Site Reliability Manager

Checkr
Denver, CO Remote Full Time
POSTED ON 12/1/2022 CLOSED ON 1/21/2023

What are the responsibilities and job description for the Site Reliability Manager position at Checkr?

We’re looking for a Site Reliability Manager with extensive leadership and observability experience in cloud-based applications. In this role, you will lead, manage, and mentor a team of SRE engineers, define and execute metrics surrounding the company's SLO, SLI, and SLAs, and operationalize incident management, communication, and handling.  The SRE Manager will be responsible for the availability, performance, and quality of all external and internal facing application endpoints that help drive Checkr’s business. Extensive knowledge of AWS, Kubernetes, and event orchestration is desired.   Tooling knowledge with DataDog, PagerDuty, and Atlassian (Jira, Confluence) is highly preferred to identify strategies to improve our full-stack telemetry and monitoring capabilities while mentoring SREs contributing to observability-related work, as well as to their career development. 

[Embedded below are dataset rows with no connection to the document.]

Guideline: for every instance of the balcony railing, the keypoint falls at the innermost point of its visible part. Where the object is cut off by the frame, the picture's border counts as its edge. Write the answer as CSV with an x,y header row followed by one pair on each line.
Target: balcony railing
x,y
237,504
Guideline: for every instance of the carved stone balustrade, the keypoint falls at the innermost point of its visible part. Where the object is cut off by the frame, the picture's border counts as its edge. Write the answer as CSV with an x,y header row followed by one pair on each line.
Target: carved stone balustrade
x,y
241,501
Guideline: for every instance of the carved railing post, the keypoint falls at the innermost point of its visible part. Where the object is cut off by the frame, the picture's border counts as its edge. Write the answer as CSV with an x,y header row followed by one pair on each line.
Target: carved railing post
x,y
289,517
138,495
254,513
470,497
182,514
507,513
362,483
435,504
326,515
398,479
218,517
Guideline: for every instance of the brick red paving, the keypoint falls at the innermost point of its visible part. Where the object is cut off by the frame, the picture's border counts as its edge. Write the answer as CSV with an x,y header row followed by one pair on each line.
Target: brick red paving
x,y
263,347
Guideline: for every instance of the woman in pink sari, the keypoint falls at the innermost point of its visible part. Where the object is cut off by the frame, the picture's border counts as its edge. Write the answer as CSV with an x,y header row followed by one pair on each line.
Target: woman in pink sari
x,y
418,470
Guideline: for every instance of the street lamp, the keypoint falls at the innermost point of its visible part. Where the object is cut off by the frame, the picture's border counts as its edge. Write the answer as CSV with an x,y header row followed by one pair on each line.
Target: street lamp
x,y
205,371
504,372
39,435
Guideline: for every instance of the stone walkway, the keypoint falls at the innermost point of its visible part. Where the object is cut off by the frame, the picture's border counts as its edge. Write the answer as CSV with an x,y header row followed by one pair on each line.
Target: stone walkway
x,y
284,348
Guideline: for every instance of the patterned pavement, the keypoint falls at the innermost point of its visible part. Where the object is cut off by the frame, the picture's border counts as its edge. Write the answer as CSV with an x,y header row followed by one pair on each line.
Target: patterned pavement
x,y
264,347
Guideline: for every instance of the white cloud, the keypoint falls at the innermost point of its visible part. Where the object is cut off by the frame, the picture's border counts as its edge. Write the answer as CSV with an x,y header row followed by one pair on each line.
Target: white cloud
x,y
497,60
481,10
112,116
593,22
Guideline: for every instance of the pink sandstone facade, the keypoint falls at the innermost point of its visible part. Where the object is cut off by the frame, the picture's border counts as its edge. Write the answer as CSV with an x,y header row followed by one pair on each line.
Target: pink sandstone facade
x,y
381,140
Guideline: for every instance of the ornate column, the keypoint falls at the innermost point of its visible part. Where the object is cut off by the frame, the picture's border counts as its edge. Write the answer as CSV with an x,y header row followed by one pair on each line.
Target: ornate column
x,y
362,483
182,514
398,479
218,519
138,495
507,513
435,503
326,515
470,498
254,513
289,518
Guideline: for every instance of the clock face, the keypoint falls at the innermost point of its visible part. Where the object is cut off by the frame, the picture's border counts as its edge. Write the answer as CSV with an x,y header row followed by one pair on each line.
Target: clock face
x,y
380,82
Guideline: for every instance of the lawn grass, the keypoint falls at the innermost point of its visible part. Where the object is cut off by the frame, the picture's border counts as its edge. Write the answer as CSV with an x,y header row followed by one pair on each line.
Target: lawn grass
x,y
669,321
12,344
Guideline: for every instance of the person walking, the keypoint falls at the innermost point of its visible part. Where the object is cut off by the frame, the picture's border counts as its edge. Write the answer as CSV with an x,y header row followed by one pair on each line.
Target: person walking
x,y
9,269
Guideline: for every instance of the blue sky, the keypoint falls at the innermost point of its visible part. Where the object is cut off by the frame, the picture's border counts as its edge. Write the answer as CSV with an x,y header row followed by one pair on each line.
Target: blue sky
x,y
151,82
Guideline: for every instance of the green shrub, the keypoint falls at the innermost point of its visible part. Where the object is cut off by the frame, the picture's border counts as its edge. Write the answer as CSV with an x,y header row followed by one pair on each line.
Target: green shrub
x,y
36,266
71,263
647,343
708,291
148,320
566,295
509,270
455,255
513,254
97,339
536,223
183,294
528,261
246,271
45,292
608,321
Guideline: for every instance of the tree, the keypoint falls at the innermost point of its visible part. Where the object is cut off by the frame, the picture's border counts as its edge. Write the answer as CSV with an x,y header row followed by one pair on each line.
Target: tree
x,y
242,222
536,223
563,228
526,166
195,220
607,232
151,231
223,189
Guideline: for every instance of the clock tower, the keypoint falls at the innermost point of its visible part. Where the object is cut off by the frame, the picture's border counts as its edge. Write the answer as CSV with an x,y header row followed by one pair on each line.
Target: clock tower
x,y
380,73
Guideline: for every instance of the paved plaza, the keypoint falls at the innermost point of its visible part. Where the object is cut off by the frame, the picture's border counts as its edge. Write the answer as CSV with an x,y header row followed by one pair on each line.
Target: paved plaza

The SRE Manager will work cross-functionally with Cloud Operations, Platform, and Product Engineering, combining operations work with software engineering principles to assist and contribute to the high availability of Checkr’s production systems. You will serve as a partner to our Product Engineering teams to strategize on making their services more performant, scalable, observable, and reliable. We believe every engineering team at Checkr should be responsible for the software they build, and SREs play a critical part in providing the tools, practices, and expertise to make that happen. 

We are growing and evolving the SRE team to help meet Checkr’s product-first reliability goals for 2023 and beyond. Having established a strong foundation--including a containerized microservices architecture (AWS, Kong, Kubernetes, Kafka, MySQL, and MongoDB), CI/CD, full-stack monitoring, structured incident response, and a blameless postmortem culture--we are focused on implementing new capabilities like:

  • Automating observability and alerting across an ever-changing landscape of microservices
  • Automated Service Reliability Scorecards and Production Readiness Standards
  • Software engineering project work, proposed and driven by individual SRE team members, to remove operational bottlenecks and increase velocity in ways we’ve never considered before

What a typical week may look like at Checkr

  • Expand and improve our observability and monitoring footprint in line with cost optimizations.
  • Coordinate with the product team(s) to assist with sprint planning for task and project-based work.
  • Drive and delegate the day-to-day escalations and incidents with on-call engineering teams.
  • Collaborate with other Engineering Managers to define metrics and dashboarding requirements.
  • Ensure stakeholders and partners are informed of incidents while working with other departments, such as account managers,  legal, and marketing, for outbound communication.
  • Review the work of the SRE team, help them get unblocked, and provide mentoring.
  • Meet with the team and individuals weekly to collaborate and discuss topics related to processes, planning, and goals.
  • Manage and assist the on-call incident commander and owners in resolving production reliability issues, ensuring timely communication, retrospectives, and postmortems are performed and delivered.
  • Participate in design and production reviews for new features, products, or infrastructure.
  • Plan for the growth of Checkr’s infrastructure, reliability/resiliency, and resources.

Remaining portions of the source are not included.